In the radioembolization procedure, angiography is performed twice, with an interval of 15-20 days. In the first, the entire vascular system of the liver is displayed.   

 

By applying a special test drug to the tumor area, it is monitored how much of these particles are directed to the lungs. If a large amount of particles goes to the lungs, it can be decided not to do the treatment. 

 

In the second angiography to be applied during the treatment, it is expected that 15 days will pass. Since the life of the microspheres used in the treatment is very short, they must be used on the day they are produced.  

 

The second angiography, that is, the treatment angiography, usually takes a shorter time than the first. The hepatic vein is reached with a thin plastic angio catheter by entering through the inguinal vein.   

 

From here, films showing the tumor vessels are taken again. By determining the tumor tissue and the artery feeding it, the radioembolizing substance (radiating particles) prepared during the procedure is given in the vessel feeding the tumor.

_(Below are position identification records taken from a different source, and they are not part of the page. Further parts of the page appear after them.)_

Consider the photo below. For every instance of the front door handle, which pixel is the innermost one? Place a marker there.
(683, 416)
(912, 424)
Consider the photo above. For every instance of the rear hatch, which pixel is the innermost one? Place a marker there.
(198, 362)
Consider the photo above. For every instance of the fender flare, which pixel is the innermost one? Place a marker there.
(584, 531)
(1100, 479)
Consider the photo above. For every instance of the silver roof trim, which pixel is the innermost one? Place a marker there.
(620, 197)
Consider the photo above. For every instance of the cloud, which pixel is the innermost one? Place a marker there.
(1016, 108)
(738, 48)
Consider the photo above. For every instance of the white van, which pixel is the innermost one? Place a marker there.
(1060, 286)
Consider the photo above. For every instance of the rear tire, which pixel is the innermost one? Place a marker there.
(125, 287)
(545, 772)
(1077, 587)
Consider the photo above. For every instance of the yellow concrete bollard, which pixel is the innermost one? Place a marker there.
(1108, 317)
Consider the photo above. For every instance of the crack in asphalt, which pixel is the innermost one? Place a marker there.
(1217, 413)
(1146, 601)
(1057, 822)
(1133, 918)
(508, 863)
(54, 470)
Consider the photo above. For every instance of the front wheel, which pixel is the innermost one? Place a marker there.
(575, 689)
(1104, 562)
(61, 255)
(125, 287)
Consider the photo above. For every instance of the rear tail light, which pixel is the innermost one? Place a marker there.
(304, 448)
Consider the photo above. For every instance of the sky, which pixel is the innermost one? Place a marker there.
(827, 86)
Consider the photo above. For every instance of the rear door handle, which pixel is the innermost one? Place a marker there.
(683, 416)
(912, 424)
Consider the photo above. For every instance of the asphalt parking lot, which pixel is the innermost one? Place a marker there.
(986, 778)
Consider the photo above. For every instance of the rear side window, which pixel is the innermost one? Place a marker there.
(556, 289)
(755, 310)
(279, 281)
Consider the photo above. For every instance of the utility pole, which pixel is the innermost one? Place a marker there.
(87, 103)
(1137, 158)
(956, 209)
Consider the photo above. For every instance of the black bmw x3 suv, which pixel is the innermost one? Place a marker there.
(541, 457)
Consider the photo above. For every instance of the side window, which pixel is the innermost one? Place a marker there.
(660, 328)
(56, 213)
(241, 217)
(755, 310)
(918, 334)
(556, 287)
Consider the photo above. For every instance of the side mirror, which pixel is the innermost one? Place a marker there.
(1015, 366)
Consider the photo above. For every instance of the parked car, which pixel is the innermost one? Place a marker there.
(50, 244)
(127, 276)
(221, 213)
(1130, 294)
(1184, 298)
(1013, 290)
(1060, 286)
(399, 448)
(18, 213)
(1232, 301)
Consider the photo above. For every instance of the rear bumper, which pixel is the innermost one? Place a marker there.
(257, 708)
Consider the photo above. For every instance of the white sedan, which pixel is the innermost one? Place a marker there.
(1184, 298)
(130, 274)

It is done with local anesthesia

Since the procedure is performed under local anesthesia like any angiography, the patient does not feel pain.   

 

Since angiography is performed only twice, it needs to be applied approximately 15-20 days apart. The first angiography is called preparatory angiography, and the second is called treatment angiography.   

 

Each of these procedures, together with the stages of local anesthesia, both angiograms are easy and comfortable procedures for the patient. Each of these procedures takes 45-60 minutes.   

 

After the first angiography, patients can go home the same day. After the second angiography, it is usually necessary to stay in the hospital for one day.Tedaviden sonra bir ya da ikinci ayda PET tomografi, tomografi ya da emar görüntüleme ile kontroller yapılması gerekiyor.